1990s Youthful swan song: a Proms performance from the National Youth Orchestra

‘Hands up who’s wearing Right Guard!’ a Prommer heckled at the National Youth Orchestra’s Prom in 1999. But one of the most moving moments in the entire season came when the glistening teenagers downed their instruments at the end of concert, stood and sang unaccompanied Gibbons’s part song The Silver Swan as an encore. It was as beautiful as it was unexpected. The harmony floated into the dome.

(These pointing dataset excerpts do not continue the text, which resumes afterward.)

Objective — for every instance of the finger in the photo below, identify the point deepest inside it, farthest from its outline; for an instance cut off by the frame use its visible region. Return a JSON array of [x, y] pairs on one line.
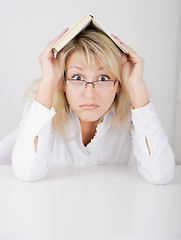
[[133, 57], [48, 53], [57, 38]]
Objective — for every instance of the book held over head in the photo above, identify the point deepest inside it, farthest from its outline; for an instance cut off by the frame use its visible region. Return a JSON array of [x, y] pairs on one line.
[[86, 21]]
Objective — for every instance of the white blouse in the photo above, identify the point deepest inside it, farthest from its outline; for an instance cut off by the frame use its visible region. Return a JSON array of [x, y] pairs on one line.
[[108, 146]]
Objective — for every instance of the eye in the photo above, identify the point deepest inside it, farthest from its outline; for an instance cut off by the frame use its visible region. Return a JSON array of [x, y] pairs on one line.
[[77, 77], [104, 78]]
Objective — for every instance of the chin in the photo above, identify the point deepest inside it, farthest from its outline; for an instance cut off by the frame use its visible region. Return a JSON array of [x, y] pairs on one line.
[[89, 117]]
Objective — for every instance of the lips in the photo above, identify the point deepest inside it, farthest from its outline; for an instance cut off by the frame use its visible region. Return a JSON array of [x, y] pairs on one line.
[[89, 106]]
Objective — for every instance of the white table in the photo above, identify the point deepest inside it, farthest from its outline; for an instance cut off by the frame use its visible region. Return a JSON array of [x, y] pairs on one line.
[[98, 202]]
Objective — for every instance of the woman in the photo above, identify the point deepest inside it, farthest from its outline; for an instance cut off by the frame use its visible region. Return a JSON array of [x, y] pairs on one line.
[[91, 107]]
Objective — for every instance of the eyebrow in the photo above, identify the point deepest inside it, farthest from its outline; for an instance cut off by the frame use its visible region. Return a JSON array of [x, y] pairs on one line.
[[82, 69]]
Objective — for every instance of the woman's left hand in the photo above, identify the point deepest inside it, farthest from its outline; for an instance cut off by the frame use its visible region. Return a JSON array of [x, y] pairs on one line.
[[132, 76]]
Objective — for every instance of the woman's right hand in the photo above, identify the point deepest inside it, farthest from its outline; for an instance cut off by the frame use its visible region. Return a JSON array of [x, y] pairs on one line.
[[50, 66], [51, 74]]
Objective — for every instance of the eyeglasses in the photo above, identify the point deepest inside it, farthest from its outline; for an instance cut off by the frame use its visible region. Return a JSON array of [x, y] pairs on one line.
[[98, 84]]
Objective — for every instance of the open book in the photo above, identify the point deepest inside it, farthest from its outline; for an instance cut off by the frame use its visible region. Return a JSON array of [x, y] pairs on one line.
[[77, 28]]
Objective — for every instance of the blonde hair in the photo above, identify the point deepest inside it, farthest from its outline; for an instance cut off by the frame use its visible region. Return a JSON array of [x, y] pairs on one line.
[[91, 43]]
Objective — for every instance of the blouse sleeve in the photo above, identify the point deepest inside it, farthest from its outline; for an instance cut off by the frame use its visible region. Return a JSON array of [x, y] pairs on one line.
[[28, 165], [155, 158]]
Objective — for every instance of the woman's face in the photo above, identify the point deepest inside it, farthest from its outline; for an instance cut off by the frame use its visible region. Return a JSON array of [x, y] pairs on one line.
[[88, 103]]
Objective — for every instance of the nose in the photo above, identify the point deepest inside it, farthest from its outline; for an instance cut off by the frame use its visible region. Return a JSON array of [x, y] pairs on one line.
[[89, 90]]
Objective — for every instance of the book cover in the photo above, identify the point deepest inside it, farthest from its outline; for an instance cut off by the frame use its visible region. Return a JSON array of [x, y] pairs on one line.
[[84, 22]]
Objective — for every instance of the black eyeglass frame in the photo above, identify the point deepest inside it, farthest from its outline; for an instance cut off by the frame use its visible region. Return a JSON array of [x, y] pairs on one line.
[[86, 82]]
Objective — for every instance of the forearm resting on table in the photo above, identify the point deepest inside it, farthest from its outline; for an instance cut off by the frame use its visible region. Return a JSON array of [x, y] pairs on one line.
[[139, 98], [45, 97]]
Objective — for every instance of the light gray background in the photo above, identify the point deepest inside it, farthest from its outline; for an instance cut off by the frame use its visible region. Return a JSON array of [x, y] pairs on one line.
[[150, 27]]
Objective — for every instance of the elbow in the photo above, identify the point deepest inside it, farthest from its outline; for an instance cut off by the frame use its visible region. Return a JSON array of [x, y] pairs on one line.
[[159, 177], [28, 174]]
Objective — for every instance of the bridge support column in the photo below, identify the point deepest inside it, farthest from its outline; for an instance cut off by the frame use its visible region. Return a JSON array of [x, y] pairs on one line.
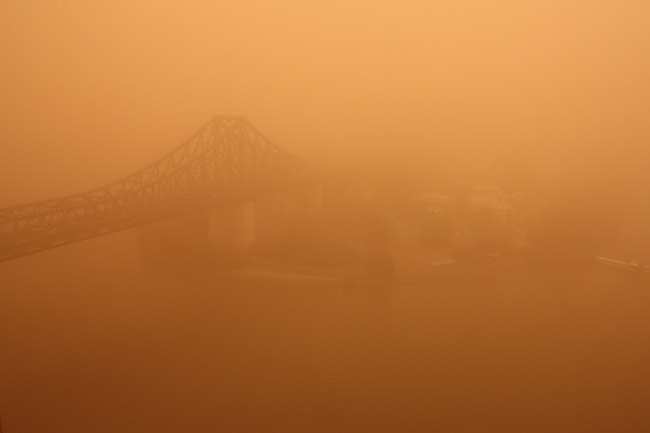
[[233, 226]]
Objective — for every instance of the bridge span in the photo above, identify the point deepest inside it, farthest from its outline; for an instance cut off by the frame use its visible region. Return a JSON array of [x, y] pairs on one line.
[[227, 161]]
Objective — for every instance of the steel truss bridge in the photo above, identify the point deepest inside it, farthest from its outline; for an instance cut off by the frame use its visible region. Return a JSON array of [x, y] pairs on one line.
[[225, 161]]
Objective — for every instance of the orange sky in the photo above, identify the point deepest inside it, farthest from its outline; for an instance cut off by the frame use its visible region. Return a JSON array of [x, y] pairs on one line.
[[93, 90]]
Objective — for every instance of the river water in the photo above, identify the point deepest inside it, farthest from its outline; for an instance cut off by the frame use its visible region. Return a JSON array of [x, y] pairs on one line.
[[93, 341]]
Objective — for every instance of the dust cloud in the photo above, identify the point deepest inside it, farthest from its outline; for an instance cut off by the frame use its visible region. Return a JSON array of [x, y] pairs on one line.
[[471, 252]]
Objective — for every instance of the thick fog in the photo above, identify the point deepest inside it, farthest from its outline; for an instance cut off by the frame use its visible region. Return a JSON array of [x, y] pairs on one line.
[[470, 253], [92, 91]]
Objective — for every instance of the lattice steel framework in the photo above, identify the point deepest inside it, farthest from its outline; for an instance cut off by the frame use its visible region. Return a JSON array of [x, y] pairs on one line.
[[227, 160]]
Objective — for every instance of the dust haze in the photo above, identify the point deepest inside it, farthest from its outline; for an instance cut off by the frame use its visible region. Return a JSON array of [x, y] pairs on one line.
[[453, 235]]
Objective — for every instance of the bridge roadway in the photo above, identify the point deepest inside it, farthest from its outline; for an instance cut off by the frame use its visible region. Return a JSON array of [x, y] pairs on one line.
[[226, 161]]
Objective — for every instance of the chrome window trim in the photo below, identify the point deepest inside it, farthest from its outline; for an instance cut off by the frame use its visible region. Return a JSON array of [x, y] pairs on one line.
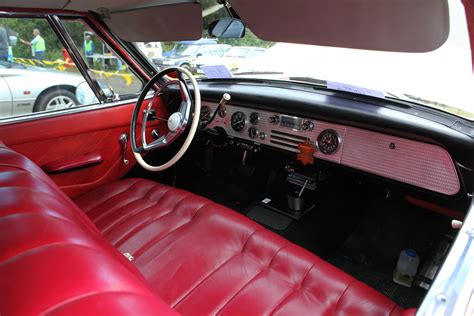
[[54, 21], [70, 111]]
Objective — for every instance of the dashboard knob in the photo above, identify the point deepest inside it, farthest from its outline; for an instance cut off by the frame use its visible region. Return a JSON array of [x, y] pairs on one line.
[[307, 126], [274, 119], [252, 132]]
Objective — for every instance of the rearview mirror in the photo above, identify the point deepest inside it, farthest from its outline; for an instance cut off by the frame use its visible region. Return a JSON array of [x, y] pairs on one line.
[[84, 94], [227, 28]]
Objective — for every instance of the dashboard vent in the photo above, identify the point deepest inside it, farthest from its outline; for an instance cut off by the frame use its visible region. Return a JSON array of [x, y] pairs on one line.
[[286, 140]]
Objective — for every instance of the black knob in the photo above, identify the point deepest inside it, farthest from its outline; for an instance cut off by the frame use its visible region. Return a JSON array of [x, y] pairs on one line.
[[252, 132], [307, 126], [274, 119]]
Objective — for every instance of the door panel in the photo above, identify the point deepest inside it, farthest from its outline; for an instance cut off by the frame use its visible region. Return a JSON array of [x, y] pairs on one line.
[[70, 137]]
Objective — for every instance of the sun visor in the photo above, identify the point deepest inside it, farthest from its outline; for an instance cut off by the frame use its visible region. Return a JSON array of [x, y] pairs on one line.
[[148, 21], [384, 25]]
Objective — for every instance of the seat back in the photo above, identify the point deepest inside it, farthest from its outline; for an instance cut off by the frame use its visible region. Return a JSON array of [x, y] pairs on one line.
[[53, 259]]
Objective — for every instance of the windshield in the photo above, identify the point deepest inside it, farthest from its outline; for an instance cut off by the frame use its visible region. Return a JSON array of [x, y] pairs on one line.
[[440, 79], [237, 52], [184, 50]]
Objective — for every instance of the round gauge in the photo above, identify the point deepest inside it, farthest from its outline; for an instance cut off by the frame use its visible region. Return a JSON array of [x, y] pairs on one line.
[[254, 118], [252, 132], [222, 112], [237, 121], [205, 114], [328, 141]]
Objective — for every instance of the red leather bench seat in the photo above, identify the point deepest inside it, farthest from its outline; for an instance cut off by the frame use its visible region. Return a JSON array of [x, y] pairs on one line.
[[52, 258], [196, 256]]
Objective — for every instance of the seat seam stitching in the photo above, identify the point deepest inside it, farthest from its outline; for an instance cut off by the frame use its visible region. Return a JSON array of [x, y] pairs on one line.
[[152, 242], [128, 215], [146, 222], [266, 268], [293, 291], [86, 296], [216, 269], [112, 196]]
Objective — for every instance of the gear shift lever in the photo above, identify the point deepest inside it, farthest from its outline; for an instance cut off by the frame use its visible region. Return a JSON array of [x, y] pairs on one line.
[[225, 98]]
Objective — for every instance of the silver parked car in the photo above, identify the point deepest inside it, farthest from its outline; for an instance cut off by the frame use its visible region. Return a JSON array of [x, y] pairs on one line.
[[27, 89]]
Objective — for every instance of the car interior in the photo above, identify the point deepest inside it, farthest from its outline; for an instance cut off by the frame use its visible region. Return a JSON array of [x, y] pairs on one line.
[[166, 194]]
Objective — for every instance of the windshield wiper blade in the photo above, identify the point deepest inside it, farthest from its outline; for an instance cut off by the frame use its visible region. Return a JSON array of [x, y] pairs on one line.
[[312, 80], [259, 72]]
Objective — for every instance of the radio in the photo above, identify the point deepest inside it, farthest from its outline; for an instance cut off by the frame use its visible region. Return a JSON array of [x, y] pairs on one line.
[[292, 122]]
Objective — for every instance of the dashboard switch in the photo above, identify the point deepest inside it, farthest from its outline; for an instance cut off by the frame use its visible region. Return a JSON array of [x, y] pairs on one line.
[[307, 126], [274, 119], [252, 132]]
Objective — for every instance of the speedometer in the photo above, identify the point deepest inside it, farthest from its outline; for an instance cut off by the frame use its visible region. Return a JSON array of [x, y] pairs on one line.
[[328, 141], [237, 121], [205, 114]]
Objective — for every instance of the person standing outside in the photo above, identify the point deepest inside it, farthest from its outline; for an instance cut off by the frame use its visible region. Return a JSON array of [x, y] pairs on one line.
[[89, 49], [37, 44], [3, 44]]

2000s Taking Stockhausen: BBC Proms celebrate the great electronic master

At the 2009 BBC Proms, an audience was treated to Stockhausen Day, a celebration of the first master of electronic sound. Most impressive was the scale – the sheer size of the burbles, blips and hum easily a match for the Hall. Rock bands are in some ways more comfortable here than orchestras, whose fortissimo in the lofty cavern often underwhelms the first-timer, and the electric guitarist among the orchestras in Gruppen sliced through with nonchalant ease. Somewhere up above, Col Darracott Scott probably had a broad grin.

2010s Ringing out: Wagner's complete Ring cycle at the BBC Proms

Full circle after 150 years! In 2013, the Hall became the Bayreuth Festspielhaus and staged at the BBC Proms the entire Ring cycle on almost consecutive nights, as Richard Wagner had intended. That’s 15 hours total. Many stood throughout. Daniel Barenboim conducted the Berlin Staatskapelle in a concert performance with on-stage orchestra and no costumes or scores, but some acting required. There was a carousel of soloists, though Nina Stemme sang Brünnhilde for three evenings, waking up in the organ loft at the start of Götterdämmerung with a different Siegfried to the previous night.